Brooks is being prosecuted for, among other things, securities fraud, mail and wire fraud, insider trading and false filing of tax returns.  Below is a summary of the relevant allegations set forth in the indictment. 

Who Is The Defendant?

Under the general description of who defendant David Brooks is, there is an entire paragraph in the indictment that discusses Brooks as a member of the United States Trotting Association whose biography was included on the USTA website under a listing of the sport’s leading owners.
 
The indictment goes on to say that “Brooks or companies he owned or controlled held title to approximately 100 trotting horses and breeding horses.” While that may be a low estimate, the indictment goes on to state that defendant Brooks spent millions of dollars each year relating to the care and training of these horses and was also “intimately involved in the management of the business.”
 
The tie-in in the indictment is that there is no connection between DHB Industries Inc. (“DHB”) and Brooks’s personal horse business which, according to the indictment, was often funded with DHB monies. 

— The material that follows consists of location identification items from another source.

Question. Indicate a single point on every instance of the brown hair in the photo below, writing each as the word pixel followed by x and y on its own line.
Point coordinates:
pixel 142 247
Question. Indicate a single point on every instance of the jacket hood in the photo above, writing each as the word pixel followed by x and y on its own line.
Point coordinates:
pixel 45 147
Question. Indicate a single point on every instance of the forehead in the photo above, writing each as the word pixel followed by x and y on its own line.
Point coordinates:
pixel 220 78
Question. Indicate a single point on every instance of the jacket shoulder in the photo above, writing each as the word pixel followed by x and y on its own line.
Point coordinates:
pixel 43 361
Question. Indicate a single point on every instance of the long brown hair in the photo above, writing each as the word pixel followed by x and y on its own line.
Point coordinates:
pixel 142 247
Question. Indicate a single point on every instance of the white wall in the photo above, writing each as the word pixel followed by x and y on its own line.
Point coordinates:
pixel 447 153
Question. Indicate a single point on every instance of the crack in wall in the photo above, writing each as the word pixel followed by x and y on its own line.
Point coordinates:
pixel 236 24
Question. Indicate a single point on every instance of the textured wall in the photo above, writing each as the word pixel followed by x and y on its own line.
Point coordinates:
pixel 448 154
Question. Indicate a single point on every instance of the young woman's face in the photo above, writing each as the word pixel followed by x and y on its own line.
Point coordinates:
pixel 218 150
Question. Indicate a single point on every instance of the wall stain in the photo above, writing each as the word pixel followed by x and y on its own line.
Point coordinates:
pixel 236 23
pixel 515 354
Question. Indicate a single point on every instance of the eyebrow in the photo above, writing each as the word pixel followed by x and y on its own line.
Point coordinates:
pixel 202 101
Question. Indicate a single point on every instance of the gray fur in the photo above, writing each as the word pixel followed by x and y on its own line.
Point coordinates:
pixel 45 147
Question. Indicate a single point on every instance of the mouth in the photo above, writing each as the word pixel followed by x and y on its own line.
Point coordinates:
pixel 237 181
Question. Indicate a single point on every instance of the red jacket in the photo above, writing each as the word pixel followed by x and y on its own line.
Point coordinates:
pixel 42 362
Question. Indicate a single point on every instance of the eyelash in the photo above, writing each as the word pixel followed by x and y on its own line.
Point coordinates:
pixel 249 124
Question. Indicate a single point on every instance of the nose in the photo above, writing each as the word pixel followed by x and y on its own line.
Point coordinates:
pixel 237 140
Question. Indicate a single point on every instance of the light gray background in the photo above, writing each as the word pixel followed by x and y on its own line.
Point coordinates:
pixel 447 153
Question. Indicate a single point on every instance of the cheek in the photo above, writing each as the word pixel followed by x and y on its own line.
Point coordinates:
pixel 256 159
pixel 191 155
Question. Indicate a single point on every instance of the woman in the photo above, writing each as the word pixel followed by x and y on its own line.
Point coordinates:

In addition, the indictment discusses many companies privately owned or controlled by defendant Brooks, including Perfect World Enterprises LLC and VAE Enterprises LLC. These companies, according to the USTA, are the owners of harness racehorses and/or broodmares. 

Unauthorized And Undisclosed Executive Compensation 

One “component” of the defendants (David Brooks, the founder and former chairman of DHB and Sandra Hatfield, the former chief operating officer of DHB, are the two defendants) “scheme to defraud” DHB shareholders and the investing public was “the payment by DHB or one of its subsidiaries of expenses related to Brooks’ horse business,” according to the indictment.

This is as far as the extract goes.